Hak Konstitusional Firli Bahuri Harus Dihormati
jpnn.com, JAKARTA - Kasus yang menjerat eks Ketua Komisi Pemberantasan Korupsi (KPK) Firli Bahuri sampai saat ini belum menemukan titik terang. Polda Metro Jaya diminta untuk menghentikan kasus tersebut untuk kepastian hukum terhadap Firli.
“Jika melihat dari kacamata hukum pidana, kasus ini tergolong sederhana. Pembuktian dalam perkara pidana cukup dilakukan dengan memenuhi dua alat bukti yang sah,” ujar praktisi hukum dari Universitas Mataram Sirra Prayuna Kamis (28/11).
Menurutnya, anatomi perkara seperti yang dituduhkan Polda Metro Jaya terhadap Firli Bahuri sudah seharusnya mengedepankan prinsip pembuktian yang jelas.
“Dalam konteks pembuktian, jika ada yang memeras tentu ada yang diperas. Lalu, harus diketahui kapan peristiwa itu terjadi, di mana tempatnya, bagaimana caranya, serta siapa saja saksi yang melihat dan mendengar langsung. Itu semua adalah elemen penting yang bisa dibuktikan secara hukum,” tambahnya.
Informasi yang dihimpun hingga kini sudah 123 saksi dan sebelas ahli diperiksa terkait kasus ini.

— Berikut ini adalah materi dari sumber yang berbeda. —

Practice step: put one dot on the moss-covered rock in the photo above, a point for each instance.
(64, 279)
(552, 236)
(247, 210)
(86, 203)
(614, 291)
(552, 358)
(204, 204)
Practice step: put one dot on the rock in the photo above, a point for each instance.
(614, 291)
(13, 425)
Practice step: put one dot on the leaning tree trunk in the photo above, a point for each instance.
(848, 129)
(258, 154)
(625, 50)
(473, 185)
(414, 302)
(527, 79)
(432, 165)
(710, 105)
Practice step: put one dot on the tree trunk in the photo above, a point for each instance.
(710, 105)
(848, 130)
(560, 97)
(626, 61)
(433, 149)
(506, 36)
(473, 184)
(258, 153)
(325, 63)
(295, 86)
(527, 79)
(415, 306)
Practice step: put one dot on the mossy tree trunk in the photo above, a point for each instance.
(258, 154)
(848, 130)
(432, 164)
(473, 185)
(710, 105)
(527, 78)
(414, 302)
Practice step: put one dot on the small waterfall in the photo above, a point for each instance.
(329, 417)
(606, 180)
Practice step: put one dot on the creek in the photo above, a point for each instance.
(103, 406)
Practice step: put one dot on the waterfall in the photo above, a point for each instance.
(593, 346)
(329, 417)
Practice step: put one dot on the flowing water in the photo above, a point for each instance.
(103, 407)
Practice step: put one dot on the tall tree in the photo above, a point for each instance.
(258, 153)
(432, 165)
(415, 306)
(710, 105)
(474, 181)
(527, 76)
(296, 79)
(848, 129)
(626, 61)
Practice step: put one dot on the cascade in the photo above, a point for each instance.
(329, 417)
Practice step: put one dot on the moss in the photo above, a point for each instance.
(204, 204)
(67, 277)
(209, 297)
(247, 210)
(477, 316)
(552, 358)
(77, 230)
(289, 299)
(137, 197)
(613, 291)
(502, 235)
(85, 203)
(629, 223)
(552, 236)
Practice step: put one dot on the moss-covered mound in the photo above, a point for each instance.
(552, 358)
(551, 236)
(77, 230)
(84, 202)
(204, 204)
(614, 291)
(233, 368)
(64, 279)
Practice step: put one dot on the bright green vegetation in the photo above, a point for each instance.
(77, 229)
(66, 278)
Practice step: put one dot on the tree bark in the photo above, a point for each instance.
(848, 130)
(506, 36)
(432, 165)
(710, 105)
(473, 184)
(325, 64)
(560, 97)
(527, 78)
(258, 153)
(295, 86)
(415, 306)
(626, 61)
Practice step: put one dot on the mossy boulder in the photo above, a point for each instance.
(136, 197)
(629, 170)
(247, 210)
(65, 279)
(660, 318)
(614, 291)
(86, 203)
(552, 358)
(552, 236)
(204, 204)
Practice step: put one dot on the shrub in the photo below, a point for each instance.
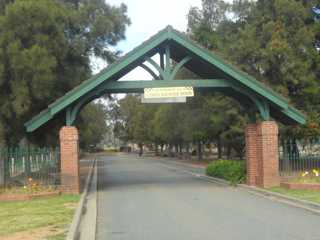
(233, 171)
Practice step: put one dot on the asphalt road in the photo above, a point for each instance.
(149, 199)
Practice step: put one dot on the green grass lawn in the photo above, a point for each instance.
(55, 214)
(313, 196)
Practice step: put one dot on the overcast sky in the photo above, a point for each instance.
(147, 18)
(150, 16)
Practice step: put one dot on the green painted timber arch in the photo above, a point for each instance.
(214, 73)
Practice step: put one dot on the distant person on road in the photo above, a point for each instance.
(140, 150)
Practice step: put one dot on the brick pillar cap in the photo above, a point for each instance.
(69, 133)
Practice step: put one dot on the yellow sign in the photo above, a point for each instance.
(168, 92)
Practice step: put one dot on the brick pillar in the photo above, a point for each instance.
(267, 134)
(262, 154)
(251, 154)
(69, 147)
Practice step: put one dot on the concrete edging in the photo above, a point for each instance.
(73, 232)
(292, 201)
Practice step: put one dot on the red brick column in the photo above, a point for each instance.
(267, 134)
(251, 154)
(69, 147)
(262, 154)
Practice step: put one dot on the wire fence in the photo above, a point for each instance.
(298, 156)
(19, 165)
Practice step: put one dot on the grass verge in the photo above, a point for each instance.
(309, 195)
(55, 214)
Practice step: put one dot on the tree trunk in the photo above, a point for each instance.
(157, 149)
(199, 146)
(229, 151)
(140, 149)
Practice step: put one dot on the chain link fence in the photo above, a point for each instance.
(20, 165)
(298, 155)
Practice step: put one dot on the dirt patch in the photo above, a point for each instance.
(35, 234)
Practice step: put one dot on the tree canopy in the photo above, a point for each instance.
(45, 50)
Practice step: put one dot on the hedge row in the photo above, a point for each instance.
(233, 171)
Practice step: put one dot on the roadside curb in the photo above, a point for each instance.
(73, 232)
(292, 201)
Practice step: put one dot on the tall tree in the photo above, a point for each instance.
(45, 50)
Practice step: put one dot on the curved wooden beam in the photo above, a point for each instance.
(162, 73)
(150, 71)
(179, 66)
(261, 105)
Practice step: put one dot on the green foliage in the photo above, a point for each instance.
(45, 50)
(233, 171)
(93, 124)
(275, 41)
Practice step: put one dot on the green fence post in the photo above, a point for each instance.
(27, 162)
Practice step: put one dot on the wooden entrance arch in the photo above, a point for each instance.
(215, 75)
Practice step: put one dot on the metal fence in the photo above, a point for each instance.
(298, 156)
(19, 165)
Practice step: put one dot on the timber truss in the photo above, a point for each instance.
(176, 51)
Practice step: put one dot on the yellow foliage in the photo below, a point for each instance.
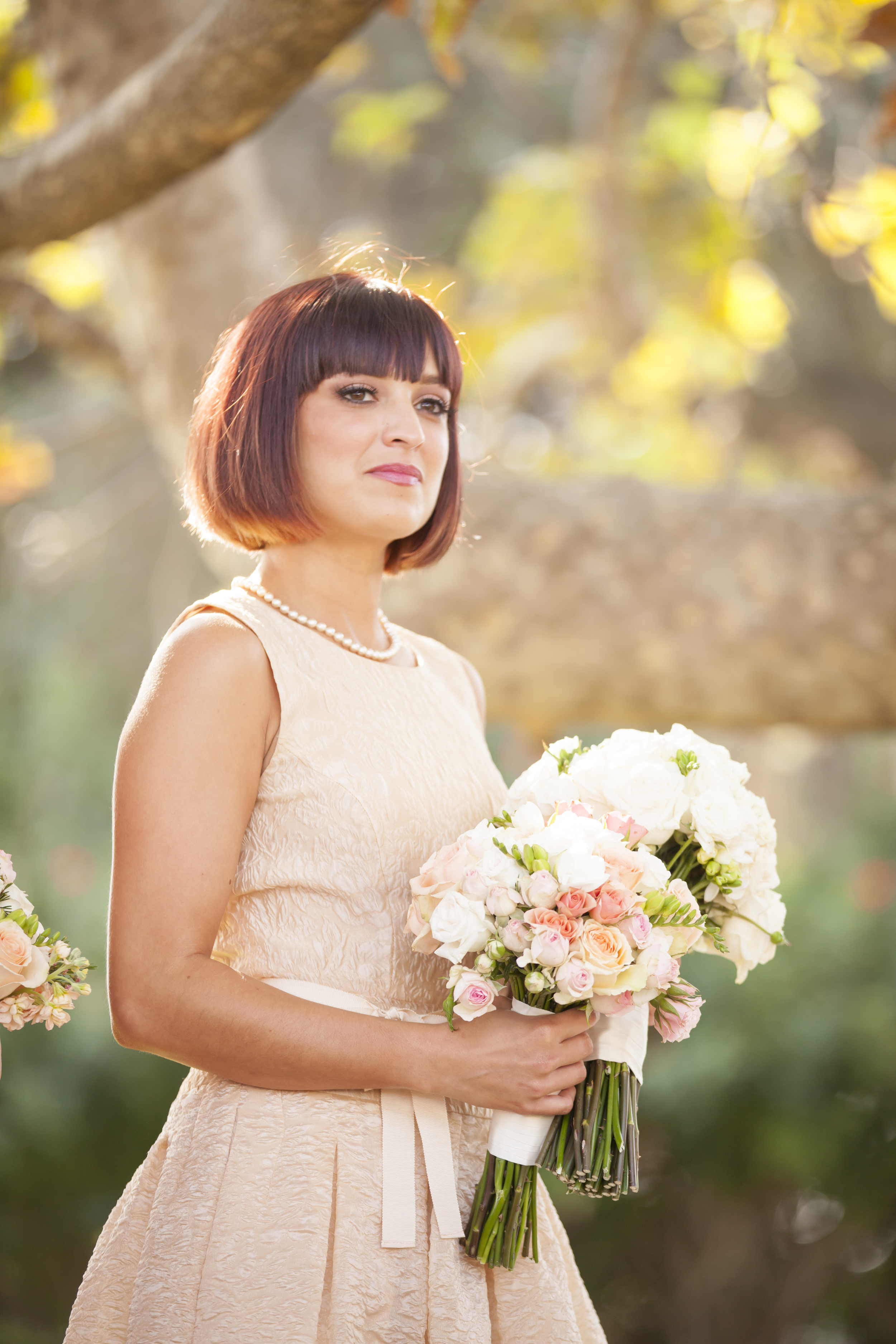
(754, 308)
(795, 109)
(379, 127)
(68, 272)
(741, 148)
(533, 234)
(27, 93)
(26, 466)
(10, 14)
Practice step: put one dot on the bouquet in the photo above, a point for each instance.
(41, 976)
(613, 863)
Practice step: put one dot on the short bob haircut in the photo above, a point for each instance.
(242, 483)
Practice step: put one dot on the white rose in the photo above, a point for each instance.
(630, 773)
(22, 966)
(461, 926)
(718, 819)
(749, 945)
(543, 783)
(656, 876)
(16, 901)
(714, 761)
(528, 819)
(581, 870)
(7, 871)
(501, 901)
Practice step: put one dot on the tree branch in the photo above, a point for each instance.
(215, 84)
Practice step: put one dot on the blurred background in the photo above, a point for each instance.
(667, 233)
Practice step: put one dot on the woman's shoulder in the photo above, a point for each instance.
(457, 671)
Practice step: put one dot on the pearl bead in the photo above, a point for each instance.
(344, 640)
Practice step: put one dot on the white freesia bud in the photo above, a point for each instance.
(501, 901)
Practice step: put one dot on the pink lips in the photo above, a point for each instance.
(401, 473)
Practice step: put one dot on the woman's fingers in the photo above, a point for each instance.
(555, 1104)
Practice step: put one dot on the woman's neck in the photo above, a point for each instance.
(339, 585)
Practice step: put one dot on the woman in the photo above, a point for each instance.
(291, 761)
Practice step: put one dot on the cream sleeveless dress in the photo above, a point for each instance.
(256, 1217)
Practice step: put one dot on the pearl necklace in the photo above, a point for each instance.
(352, 645)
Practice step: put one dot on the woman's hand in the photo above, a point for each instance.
(511, 1062)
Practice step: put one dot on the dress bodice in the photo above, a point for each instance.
(374, 769)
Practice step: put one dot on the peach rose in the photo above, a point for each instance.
(625, 867)
(614, 901)
(443, 870)
(576, 904)
(570, 929)
(604, 948)
(21, 962)
(417, 925)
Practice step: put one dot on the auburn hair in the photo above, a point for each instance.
(242, 478)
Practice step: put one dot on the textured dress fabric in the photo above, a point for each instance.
(257, 1215)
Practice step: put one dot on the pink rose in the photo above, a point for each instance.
(637, 929)
(614, 901)
(444, 869)
(576, 904)
(576, 982)
(516, 936)
(663, 969)
(549, 948)
(475, 885)
(626, 827)
(578, 810)
(473, 996)
(21, 962)
(570, 929)
(675, 1018)
(540, 889)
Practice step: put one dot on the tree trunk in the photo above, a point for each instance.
(610, 601)
(195, 257)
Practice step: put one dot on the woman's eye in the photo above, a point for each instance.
(357, 394)
(434, 405)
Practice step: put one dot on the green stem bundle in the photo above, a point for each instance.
(594, 1148)
(504, 1218)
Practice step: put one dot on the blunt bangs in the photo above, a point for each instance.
(242, 480)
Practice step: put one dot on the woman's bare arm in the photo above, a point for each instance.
(186, 783)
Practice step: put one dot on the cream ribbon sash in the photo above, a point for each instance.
(401, 1109)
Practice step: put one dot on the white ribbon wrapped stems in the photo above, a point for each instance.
(519, 1139)
(401, 1109)
(623, 1039)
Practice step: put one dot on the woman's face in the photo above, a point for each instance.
(373, 451)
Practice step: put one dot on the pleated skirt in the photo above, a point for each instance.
(257, 1220)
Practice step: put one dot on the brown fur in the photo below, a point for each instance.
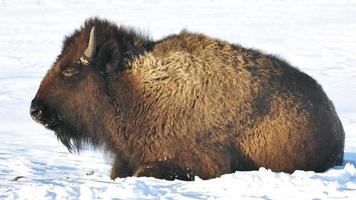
(188, 105)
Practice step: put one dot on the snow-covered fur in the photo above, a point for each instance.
(187, 105)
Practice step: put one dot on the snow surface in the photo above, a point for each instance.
(318, 36)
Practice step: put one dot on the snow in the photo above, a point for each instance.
(316, 36)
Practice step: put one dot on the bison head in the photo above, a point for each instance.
(74, 99)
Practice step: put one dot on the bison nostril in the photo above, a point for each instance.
(34, 111)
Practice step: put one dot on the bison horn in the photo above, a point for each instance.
(89, 53)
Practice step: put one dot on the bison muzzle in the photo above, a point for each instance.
(186, 105)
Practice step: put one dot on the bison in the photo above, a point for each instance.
(186, 105)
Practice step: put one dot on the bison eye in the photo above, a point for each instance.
(70, 71)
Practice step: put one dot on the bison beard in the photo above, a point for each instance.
(186, 105)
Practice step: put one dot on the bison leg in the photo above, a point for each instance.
(120, 169)
(164, 170)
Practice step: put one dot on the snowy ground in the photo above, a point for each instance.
(317, 36)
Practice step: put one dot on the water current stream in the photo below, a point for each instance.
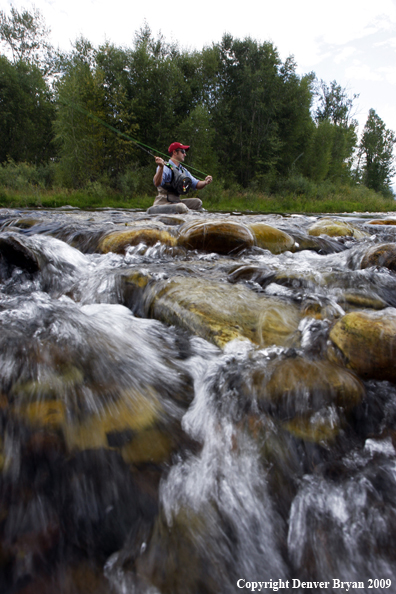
(193, 416)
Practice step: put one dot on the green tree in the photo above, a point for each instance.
(26, 113)
(89, 109)
(376, 159)
(335, 106)
(26, 35)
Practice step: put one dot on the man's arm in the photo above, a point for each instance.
(205, 182)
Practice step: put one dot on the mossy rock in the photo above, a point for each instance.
(119, 241)
(14, 253)
(299, 386)
(272, 239)
(365, 341)
(334, 228)
(222, 312)
(382, 222)
(49, 414)
(153, 446)
(380, 255)
(221, 237)
(175, 208)
(315, 428)
(361, 300)
(131, 414)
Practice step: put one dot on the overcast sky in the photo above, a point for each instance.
(350, 41)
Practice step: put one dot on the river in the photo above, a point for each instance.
(186, 418)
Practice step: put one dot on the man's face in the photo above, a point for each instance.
(180, 155)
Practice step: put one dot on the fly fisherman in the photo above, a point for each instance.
(173, 181)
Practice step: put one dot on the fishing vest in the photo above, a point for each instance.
(180, 182)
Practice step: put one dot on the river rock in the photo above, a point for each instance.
(14, 253)
(177, 208)
(334, 228)
(365, 341)
(222, 237)
(221, 312)
(119, 240)
(272, 239)
(382, 222)
(380, 255)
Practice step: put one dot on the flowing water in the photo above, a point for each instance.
(137, 456)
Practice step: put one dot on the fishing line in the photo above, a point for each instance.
(141, 145)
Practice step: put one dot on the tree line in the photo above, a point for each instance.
(251, 120)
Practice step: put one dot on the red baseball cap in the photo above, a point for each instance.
(176, 145)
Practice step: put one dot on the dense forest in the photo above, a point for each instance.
(67, 119)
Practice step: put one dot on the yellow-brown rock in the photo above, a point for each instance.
(334, 228)
(221, 237)
(382, 222)
(49, 414)
(133, 412)
(383, 254)
(221, 312)
(308, 398)
(272, 239)
(297, 385)
(152, 446)
(119, 240)
(365, 341)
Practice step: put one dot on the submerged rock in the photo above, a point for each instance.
(222, 237)
(365, 341)
(221, 312)
(380, 255)
(382, 222)
(177, 208)
(270, 238)
(334, 228)
(119, 240)
(297, 386)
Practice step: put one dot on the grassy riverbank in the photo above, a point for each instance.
(343, 199)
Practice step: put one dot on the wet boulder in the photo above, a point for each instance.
(335, 228)
(297, 386)
(176, 208)
(119, 241)
(308, 397)
(270, 238)
(15, 253)
(221, 237)
(365, 341)
(380, 255)
(221, 312)
(382, 222)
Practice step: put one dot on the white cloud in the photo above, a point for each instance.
(359, 71)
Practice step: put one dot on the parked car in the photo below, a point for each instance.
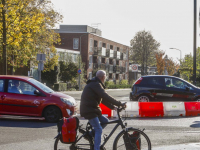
(163, 88)
(26, 96)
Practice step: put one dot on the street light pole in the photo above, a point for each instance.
(180, 53)
(79, 78)
(194, 44)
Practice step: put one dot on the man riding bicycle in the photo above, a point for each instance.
(94, 94)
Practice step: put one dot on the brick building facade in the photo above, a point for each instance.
(96, 51)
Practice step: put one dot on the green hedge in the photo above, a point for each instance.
(60, 86)
(119, 85)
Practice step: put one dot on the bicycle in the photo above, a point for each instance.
(86, 142)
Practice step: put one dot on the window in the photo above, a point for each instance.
(95, 43)
(111, 47)
(90, 75)
(100, 44)
(90, 61)
(99, 60)
(75, 43)
(91, 45)
(108, 46)
(115, 48)
(20, 87)
(154, 81)
(176, 83)
(1, 85)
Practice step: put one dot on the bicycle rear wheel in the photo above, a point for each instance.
(84, 142)
(141, 143)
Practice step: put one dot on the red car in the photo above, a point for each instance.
(20, 95)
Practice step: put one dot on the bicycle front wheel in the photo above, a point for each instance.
(84, 142)
(126, 140)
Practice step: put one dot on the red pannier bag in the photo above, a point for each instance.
(68, 128)
(134, 139)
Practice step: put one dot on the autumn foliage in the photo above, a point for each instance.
(160, 61)
(28, 31)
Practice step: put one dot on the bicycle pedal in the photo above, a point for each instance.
(104, 136)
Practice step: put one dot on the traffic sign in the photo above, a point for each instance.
(79, 71)
(134, 67)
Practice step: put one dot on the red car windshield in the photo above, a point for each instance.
(41, 86)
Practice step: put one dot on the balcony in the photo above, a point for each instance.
(124, 69)
(102, 66)
(115, 54)
(110, 68)
(111, 53)
(107, 52)
(117, 69)
(114, 69)
(121, 70)
(124, 57)
(100, 51)
(95, 50)
(95, 66)
(107, 67)
(121, 56)
(118, 55)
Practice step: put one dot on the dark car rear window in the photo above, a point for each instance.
(152, 81)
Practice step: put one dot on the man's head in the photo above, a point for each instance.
(101, 74)
(168, 82)
(16, 83)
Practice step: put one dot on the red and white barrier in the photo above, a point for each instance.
(157, 109)
(154, 109)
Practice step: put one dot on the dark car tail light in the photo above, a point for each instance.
(138, 81)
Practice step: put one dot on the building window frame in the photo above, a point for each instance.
(75, 43)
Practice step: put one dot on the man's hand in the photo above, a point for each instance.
(115, 108)
(124, 105)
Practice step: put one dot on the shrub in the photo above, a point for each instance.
(60, 86)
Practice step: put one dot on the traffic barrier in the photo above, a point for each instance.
(192, 108)
(154, 109)
(106, 111)
(174, 108)
(132, 110)
(151, 109)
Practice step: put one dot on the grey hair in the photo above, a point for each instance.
(100, 73)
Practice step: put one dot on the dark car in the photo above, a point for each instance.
(26, 96)
(163, 88)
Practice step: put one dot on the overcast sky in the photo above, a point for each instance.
(169, 21)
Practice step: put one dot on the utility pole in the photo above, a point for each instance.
(194, 48)
(4, 38)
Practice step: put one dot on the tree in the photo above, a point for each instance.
(68, 71)
(171, 66)
(25, 30)
(143, 48)
(160, 62)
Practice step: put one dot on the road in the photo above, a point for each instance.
(22, 133)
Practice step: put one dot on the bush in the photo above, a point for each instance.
(109, 84)
(124, 82)
(60, 86)
(119, 85)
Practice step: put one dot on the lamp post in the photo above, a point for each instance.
(79, 78)
(180, 53)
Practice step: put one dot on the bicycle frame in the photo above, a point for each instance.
(119, 122)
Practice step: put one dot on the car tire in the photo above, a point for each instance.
(52, 114)
(143, 98)
(130, 97)
(197, 99)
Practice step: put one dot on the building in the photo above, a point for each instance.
(96, 52)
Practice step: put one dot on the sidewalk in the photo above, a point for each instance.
(188, 146)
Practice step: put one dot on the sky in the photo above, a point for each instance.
(169, 21)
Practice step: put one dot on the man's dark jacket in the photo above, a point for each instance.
(94, 94)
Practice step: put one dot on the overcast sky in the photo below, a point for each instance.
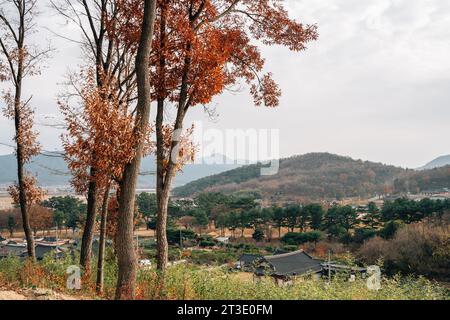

Namun, berkas perkara yang bolak-balik antara penyidik dan kejaksaan membuat publik bingung dan bertanya-tanya mengenai kekuatan alat bukti yang dimiliki penyidik.
“Jika hingga saat ini belum ada bukti yang cukup maka demi keadilan, penyidik perlu mempertimbangkan penghentian penyidikan sebagaimana diatur dalam Pasal 109 ayat (2) KUHAP,” jelas Sirra.
Firli Bahuri kembali dipanggil sebagai tersangka hari ini terkait dugaan pemerasan terhadap Syahrul Yasin Limpo. Pemanggilan ini semakin menambah kerancuan dalam perkara tersebut, terutama dengan petunjuk jaksa bahwa berkas perkara tidak memenuhi syarat materiel.
Sirra Prayuna juga menyoroti pentingnya perlindungan hak asasi manusia dalam proses penegakan hukum. Menurutnya, hak Firli sebagai subjek hukum harus dihormati sesuai dengan prinsip-prinsip konstitusi.